Solar panels of six square metres are affixed to the top of the vehicle and these are more than half as effective as traditional solar panels affixed to the roofs of houses. The cockpit profile is manufactured with carbon fibre and resin. This makes the vehicle very light but also strong as safety is the first priority. The combination of carbon fibre and resin is three times stronger than steel, but obviously much lighter.
According to Helberg the objective of this year’s vehicle is to be at least 25% better than its predecessor. “We are still in the building process but it seems as if we will achieve the near impossible. The vehicle must be able to travel at least 500 km per day to be able to finish the race within the time limit. The speed of the Sirius X25 is limited to 120 km per hour but according to our research the most effective speed is approximately 75 km per hour,” says Helberg.
Teams will stop next to the road at night where they will be able to pitch their tents and cook so that they can be off on the next lap the following morning. A racing official and a medical first-aid person will accompany every team during the race.
“Our biggest dream will come true if we can only finish the race and at the same time be the first team ever from Africa to cross the finishing line. This will put us in the record books. This project is a learning project, which forms part of our long-term vision. This experience will enable us to aim for a podium position in 2017. It can be done. We have the expertise to develop our own technology further and better,” says Helberg.
Helberg explains the team’s holistic approach to their participation in this race. “This race is not merely another race that will cost millions of rand for finishing-line glory but has an incredible influence on the ordinary man in the street. It all happens in the name of the development of better and more effective power systems. Approximately 50% of all electricity in South Africa is consumed by electrical appliances such as electric motors, washing machines, water pumps and drive systems in factories. If one can only replace all traditional household electrical appliances with appliances that work a mere 5% more effectively, the energy saving is equal to over half the electricity that the Koeberg power station generates.
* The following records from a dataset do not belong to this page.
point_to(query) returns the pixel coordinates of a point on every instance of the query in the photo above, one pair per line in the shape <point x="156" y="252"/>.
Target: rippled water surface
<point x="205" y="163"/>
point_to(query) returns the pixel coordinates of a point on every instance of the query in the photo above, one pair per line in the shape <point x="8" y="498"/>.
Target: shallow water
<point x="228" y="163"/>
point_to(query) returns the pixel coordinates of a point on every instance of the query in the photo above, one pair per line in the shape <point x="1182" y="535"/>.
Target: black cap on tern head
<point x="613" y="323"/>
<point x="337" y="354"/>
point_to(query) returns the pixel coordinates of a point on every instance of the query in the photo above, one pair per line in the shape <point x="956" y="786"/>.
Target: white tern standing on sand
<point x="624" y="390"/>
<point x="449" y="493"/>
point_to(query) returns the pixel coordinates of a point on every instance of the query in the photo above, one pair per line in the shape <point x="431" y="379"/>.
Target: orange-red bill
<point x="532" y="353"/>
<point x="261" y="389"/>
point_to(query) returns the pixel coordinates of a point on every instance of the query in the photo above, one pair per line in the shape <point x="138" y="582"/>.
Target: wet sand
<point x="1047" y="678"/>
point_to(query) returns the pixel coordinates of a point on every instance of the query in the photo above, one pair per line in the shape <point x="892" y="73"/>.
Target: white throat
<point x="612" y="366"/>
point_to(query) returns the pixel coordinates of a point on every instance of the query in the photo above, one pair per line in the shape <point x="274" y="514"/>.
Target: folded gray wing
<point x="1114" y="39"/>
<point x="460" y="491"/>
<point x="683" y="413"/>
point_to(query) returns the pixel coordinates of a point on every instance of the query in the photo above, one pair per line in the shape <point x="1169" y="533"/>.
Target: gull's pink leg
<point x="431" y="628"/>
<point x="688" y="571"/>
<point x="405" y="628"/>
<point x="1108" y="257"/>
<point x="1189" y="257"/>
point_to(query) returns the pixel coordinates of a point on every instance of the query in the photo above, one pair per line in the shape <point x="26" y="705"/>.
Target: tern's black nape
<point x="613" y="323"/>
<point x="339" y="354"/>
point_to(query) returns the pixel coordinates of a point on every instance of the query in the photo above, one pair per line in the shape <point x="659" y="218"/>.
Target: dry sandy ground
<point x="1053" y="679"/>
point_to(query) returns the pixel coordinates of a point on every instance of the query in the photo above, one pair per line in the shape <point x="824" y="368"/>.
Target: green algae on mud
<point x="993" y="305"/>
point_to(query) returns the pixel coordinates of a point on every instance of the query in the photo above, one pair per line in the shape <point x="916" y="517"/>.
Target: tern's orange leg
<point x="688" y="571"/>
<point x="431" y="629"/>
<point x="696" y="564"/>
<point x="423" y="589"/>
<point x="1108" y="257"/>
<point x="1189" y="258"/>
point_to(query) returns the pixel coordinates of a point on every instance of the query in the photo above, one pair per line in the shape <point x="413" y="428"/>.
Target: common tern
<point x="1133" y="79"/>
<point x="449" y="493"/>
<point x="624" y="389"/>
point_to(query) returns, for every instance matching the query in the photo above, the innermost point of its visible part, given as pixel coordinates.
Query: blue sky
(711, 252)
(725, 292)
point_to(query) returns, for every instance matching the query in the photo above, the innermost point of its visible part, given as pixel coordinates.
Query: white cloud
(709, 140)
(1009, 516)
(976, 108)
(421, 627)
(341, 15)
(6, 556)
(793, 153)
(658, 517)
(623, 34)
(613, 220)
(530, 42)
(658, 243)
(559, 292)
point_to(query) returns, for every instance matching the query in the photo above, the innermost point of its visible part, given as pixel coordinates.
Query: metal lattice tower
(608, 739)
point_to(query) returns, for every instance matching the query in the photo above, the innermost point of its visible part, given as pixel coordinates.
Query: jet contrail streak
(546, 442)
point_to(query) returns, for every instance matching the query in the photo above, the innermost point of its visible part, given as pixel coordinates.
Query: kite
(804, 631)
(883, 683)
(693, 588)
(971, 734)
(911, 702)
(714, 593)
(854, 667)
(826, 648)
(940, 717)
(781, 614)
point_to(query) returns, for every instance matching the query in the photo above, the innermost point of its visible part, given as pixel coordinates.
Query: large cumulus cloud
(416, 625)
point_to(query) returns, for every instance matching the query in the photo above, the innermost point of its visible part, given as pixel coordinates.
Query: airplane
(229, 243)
“In building this vehicle, we are proving that all personal energy needs can be met by renewable energy, even your transport needs. We are proving that it is possible but because these contemporary components are not yet produced on a mass scale, not everyone can afford them. This is an effort to turn this around. This technology creates the vision of independence – not to be linked to a grid any longer. It is environmentally-friendly energy, free and at no cost!”